What is the mechanism used to detect that an agent has disconnected from the Enterprise Manager?

Document ID : KB000077335
Last Modified Date : 12/04/2018
Show Technical Document Details
Question:
What is the mechanism that Introscope uses to detect if an agent has disconnected?
Answer:
There are primarily two kinds of connections between agent and EM - Isengard socket communication and HTTP tunneling of Isengard.
In both cases, the agent initiates the connection, so, an agent registers with the EM.

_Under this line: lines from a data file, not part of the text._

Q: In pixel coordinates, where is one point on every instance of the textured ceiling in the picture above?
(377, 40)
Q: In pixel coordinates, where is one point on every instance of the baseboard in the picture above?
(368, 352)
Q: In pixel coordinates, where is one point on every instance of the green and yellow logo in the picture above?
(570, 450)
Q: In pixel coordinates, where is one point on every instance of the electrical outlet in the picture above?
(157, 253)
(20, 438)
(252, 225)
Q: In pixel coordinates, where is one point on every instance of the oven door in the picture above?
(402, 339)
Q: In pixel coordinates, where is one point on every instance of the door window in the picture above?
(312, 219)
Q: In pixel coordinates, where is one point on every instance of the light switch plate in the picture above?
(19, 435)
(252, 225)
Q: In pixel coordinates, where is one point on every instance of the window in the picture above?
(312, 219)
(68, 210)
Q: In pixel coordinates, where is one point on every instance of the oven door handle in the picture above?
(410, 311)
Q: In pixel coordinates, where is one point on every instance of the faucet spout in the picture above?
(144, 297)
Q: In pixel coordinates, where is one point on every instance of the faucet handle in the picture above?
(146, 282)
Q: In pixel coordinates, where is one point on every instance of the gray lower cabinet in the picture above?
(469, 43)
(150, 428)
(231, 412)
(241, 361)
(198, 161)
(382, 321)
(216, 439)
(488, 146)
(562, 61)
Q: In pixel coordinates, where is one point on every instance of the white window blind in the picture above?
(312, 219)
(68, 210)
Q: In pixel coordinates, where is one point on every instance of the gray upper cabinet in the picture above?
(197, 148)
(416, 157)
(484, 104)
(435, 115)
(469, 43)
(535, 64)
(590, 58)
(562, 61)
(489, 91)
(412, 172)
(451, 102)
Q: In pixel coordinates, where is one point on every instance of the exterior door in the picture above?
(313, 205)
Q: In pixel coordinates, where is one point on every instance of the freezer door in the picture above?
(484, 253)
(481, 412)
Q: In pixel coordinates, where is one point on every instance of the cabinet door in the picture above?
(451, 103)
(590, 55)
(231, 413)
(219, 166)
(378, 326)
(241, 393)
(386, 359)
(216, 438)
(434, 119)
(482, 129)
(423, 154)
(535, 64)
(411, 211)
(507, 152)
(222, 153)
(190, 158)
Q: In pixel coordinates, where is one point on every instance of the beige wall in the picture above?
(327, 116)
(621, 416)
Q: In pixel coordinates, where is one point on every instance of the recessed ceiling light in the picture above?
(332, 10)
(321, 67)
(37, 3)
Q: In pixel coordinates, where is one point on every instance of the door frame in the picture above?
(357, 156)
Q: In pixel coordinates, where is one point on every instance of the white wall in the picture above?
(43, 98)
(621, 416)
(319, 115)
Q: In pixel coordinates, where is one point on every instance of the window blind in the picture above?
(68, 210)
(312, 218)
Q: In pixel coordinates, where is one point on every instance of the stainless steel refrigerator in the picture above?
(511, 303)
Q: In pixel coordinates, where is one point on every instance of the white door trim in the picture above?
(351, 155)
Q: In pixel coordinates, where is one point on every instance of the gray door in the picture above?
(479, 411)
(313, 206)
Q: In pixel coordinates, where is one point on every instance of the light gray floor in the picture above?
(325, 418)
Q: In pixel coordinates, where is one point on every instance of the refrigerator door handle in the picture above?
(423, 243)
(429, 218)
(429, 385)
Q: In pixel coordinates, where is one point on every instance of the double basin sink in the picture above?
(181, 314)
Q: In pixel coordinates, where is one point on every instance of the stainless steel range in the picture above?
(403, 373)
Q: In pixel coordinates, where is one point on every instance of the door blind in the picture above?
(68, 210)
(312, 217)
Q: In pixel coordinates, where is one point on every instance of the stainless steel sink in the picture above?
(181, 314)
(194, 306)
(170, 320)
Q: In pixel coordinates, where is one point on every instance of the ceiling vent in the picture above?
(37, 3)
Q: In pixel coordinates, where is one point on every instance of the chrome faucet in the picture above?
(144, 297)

In the case of Isengard, because the connection is persistent, the EM detects the disconnection in two ways:
1. If the EM tries to write some data and it fails, then the EM marks the agent as gone away. This is immediate, but the agent still appears in the investigator tree as greyed out for 30 minutes in case the agent connects again.
2. If there is no activity from either the agent or the EM side, i.e., read or write(typically, most of the activity is from the agent side sending data and EM returning acknowledgements), the EM identifies that the channel has been idle and tries to ping it. This happens every 120 seconds, but in most cases, a write fails and EM knows pretty quickly of a disruption in a connection.
So, the worst case scenario is 120 seconds, but in our experience, the detection is instantaneous.

In case of HTTP tunneling, because the EM waits for a HTTP request with payload from the agent and relies on the response payload to send any data back, we rely on the inactive HTTP session timeouts, which is 60 seconds(It was 300 seconds for versions before 9.x). So, if the agent fails to send requests, the EM finds out within 60 seconds.
Additional Information:
In the case where the agent doesn't disconnect when you believe it should, it is likely that the connection is still there, but the agent cannot collect data, due to a server hang, for example - the agent connection thread can still be fine.
That is also why the connection state will not change until the agent is restarted, thus ending the hiatus.
While relying on the agent connection state is a good idea, we would suggest to add alerts based on other metrics like responses per interval or CPU utilization, choosing metrics that are normally very active in the application.